The properties of the rating curve are then specified by selecting :
- A hydraulic configuration (which determines the equation of the rating curve and the priors);
- A set of gaugings (used to estimate the rating curve);
- A structural error model (we advise you to keep the default model).
You are now ready to start calculating the rating curve (full details of the underlying statistical models can be found in this document. In the graphics panel, define a grid of stages as you did for the prior rating curve, then click on the Compute posterior rating curve button. After a calculation that should not take more than a few tens of seconds, the panel is updated as follows:
The results are presented in a number of graphs and tables, which are described in the following section.
Graphs and tables of results
Posterior rating curve
The graph above shows the posterior rating curve. The term “posterior” indicates that this curve was estimated using the gaugings (“after observing them”), as opposed to the prior rating curve which did not use any gaugings. On this graph, the green vertical lines represent the activation stages of each control (with their uncertainty envelopes). The rating curve shown in black is the posterior rating curve, or “maxpost rating curve”, because it is calculated with the set of parameters that maximises the posterior distribution. Around this posterior rating curve, the interval in light red represents the parametric uncertainty, i.e. the uncertainty linked solely to the estimation of the curve parameters. The dark red area represents the total uncertainty, i.e. the combination of the parametric uncertainty and the uncertainty induced by the structural error. It is recommended that the graph should also be viewed using a logarithmic scale for the discharges, as this often makes it easier to see how the controls fit together over the whole range of stages. In addition, the relative discharge deviations (in %) then appear with the same size whatever the discharge.

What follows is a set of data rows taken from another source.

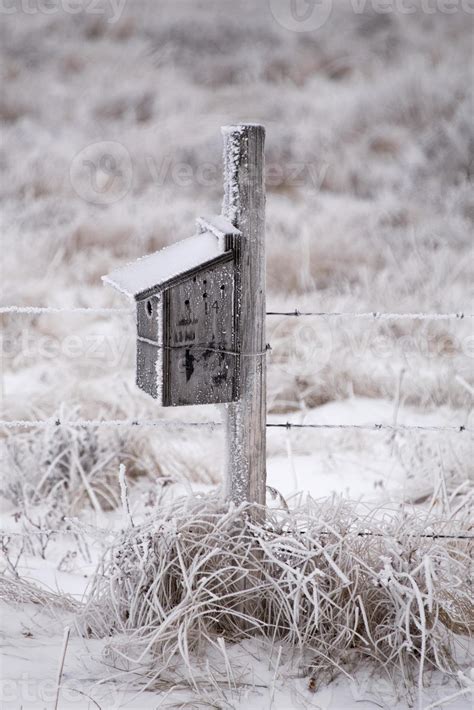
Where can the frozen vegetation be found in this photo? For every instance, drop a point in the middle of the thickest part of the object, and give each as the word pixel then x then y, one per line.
pixel 110 148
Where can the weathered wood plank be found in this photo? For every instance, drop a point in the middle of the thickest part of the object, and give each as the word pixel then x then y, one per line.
pixel 244 206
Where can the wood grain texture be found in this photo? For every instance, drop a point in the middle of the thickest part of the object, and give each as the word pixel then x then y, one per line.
pixel 244 206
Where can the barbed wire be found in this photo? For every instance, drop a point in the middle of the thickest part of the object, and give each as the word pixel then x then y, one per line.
pixel 375 315
pixel 180 424
pixel 374 427
pixel 90 423
pixel 356 533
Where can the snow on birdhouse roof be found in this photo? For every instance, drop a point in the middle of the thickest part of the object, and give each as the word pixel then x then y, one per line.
pixel 155 270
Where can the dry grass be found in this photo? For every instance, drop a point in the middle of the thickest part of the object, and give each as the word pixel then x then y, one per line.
pixel 313 578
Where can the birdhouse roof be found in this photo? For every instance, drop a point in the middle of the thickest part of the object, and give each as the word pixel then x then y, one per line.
pixel 153 272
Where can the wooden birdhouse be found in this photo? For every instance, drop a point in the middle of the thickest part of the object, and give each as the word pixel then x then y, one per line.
pixel 186 349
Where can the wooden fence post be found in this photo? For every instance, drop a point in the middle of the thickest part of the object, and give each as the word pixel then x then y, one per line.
pixel 244 206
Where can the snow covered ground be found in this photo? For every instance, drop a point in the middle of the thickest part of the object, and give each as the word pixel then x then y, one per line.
pixel 110 147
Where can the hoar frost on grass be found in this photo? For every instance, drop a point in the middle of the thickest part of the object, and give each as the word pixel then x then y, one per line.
pixel 198 576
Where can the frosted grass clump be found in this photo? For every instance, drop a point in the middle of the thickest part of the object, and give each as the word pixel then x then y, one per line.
pixel 337 587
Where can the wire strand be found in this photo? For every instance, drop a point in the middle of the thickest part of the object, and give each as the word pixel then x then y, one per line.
pixel 356 533
pixel 373 427
pixel 375 315
pixel 179 424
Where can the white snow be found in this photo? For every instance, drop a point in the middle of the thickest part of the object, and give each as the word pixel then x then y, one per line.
pixel 162 266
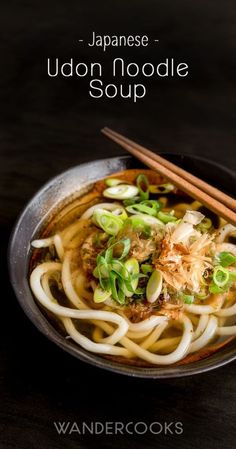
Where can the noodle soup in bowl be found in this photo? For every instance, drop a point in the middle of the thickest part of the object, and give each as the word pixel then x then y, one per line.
pixel 123 271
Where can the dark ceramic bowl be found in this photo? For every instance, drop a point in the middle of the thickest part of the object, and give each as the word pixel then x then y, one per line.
pixel 44 205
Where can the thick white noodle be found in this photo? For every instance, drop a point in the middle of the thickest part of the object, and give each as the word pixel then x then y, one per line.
pixel 206 336
pixel 200 310
pixel 147 324
pixel 59 246
pixel 168 359
pixel 35 283
pixel 228 311
pixel 43 243
pixel 202 323
pixel 86 343
pixel 67 284
pixel 154 336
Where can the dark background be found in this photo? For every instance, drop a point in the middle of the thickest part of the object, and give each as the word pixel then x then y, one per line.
pixel 48 125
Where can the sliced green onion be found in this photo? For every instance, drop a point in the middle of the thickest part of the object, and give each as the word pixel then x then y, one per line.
pixel 146 268
pixel 143 186
pixel 110 182
pixel 131 268
pixel 101 295
pixel 121 192
pixel 161 188
pixel 226 259
pixel 166 217
pixel 154 286
pixel 205 225
pixel 220 276
pixel 107 221
pixel 120 213
pixel 130 201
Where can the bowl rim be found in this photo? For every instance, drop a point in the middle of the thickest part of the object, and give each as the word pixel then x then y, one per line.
pixel 45 327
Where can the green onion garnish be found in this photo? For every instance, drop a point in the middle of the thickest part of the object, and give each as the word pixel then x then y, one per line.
pixel 121 192
pixel 188 299
pixel 161 188
pixel 220 276
pixel 146 268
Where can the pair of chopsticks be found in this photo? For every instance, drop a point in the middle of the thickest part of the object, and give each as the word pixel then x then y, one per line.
pixel 209 196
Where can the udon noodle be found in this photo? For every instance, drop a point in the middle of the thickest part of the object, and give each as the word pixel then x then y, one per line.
pixel 137 271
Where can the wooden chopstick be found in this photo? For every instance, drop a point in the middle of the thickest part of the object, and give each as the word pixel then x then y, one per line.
pixel 194 190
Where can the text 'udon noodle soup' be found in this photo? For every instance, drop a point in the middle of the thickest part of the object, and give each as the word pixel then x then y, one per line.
pixel 139 272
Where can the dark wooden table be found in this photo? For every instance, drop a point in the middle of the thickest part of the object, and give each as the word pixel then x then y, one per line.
pixel 48 125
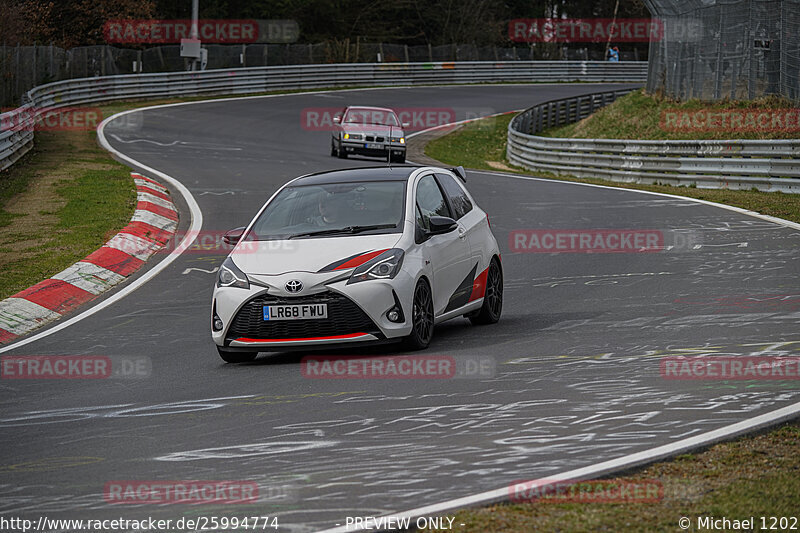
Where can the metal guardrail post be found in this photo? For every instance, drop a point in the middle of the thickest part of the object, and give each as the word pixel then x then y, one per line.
pixel 768 165
pixel 261 79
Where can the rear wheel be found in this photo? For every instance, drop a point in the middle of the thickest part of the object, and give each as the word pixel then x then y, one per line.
pixel 236 357
pixel 492 307
pixel 421 317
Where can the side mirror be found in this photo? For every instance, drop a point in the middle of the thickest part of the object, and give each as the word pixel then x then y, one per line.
pixel 233 236
pixel 440 225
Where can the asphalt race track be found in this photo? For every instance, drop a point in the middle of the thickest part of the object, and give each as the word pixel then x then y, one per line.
pixel 575 359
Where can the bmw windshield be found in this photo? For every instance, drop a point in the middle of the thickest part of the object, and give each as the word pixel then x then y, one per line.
pixel 332 209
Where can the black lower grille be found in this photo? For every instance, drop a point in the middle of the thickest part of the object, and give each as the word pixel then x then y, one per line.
pixel 344 317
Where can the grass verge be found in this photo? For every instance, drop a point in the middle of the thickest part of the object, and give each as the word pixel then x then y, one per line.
pixel 482 145
pixel 60 202
pixel 645 116
pixel 63 200
pixel 750 477
pixel 754 476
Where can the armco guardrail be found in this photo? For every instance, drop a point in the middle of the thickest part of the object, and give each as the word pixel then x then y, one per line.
pixel 253 80
pixel 770 165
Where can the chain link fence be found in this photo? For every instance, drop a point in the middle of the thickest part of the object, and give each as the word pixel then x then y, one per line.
pixel 25 67
pixel 738 49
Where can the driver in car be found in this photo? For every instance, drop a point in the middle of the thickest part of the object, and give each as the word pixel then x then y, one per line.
pixel 331 208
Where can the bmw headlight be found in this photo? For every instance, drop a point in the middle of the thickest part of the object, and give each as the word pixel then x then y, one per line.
pixel 230 276
pixel 385 266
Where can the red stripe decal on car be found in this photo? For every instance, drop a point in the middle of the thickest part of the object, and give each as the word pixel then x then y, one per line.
pixel 360 260
pixel 479 286
pixel 332 337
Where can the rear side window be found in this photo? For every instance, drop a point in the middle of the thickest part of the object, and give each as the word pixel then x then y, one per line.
pixel 430 200
pixel 458 198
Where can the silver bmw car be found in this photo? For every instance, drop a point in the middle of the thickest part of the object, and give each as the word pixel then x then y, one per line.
pixel 369 131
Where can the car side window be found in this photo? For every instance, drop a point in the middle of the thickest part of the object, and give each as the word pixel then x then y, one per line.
pixel 455 193
pixel 430 200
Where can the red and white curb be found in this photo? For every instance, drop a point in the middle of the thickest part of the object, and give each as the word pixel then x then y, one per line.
pixel 153 224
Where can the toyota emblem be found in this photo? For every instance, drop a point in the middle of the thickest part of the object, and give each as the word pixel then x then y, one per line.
pixel 294 285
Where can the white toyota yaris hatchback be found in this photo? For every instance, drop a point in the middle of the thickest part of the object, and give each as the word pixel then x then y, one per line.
pixel 371 254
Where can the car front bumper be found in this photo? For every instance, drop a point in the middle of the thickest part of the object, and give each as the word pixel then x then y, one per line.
pixel 357 313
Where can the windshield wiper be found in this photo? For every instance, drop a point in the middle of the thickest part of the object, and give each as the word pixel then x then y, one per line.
pixel 346 229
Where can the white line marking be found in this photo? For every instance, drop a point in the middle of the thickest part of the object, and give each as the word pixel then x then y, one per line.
pixel 594 471
pixel 635 459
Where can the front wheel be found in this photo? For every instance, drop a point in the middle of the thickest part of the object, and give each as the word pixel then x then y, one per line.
pixel 492 307
pixel 421 317
pixel 236 357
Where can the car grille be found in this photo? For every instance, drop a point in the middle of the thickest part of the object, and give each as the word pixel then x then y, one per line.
pixel 344 317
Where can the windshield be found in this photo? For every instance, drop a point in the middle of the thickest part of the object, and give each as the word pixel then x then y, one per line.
pixel 381 117
pixel 364 207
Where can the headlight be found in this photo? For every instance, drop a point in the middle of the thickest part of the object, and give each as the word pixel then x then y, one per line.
pixel 231 276
pixel 385 266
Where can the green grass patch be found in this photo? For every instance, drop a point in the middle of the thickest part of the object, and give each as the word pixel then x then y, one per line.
pixel 751 477
pixel 639 115
pixel 59 203
pixel 482 145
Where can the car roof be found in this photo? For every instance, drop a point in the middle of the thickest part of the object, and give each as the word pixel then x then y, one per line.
pixel 373 108
pixel 376 173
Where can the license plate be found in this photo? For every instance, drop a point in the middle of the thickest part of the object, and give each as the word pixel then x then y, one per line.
pixel 295 312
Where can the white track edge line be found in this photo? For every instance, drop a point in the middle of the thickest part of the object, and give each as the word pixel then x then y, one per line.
pixel 196 213
pixel 621 463
pixel 628 461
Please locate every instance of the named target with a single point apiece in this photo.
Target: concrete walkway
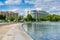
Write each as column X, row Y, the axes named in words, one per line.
column 13, row 32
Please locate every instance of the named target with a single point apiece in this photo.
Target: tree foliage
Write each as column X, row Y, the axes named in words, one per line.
column 2, row 17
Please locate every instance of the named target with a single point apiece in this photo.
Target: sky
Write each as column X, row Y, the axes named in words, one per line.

You can open the graph of the posterior rating curve in a new window, export the image in SVG or PNG format, or copy it to the clipboard.
The table of values for the posterior rating curve and its four uncertainty envelope curves is available in the form of a table:
These curves can be exported in CSV format or copied to the clipboard. By clicking on the button Export rating curve using the Bareme format, three rating curves are exported: the posterior rating curve (maxpost), and the curves corresponding to the lower and upper bounds of the 95% total uncertainty interval. The exported file can be re-imported and thus manipulated in the Barème hydrometric software.
Finally, the equation for the posterior rating curve with the values of the maxpost parameter set can be displayed and copied to the clipboard:
Comparison of prior and posterior parameters
It is particularly important to check that the parameters estimated a posteriori are consistent with the assumptions made a priori about the hydraulic controls. A conflict between the prior and posterior parameters should be interpreted as a warning about the validity of the rating curve, i.e. the specified hydraulic configuration. Typically, an important control may have been overlooked, forcing the parameters to contort beyond what is physically reasonable to fit the gaugings. The problem may also arise from errors or incorrect assumptions about prior parameter values and/or about the gaugings and their uncertainties.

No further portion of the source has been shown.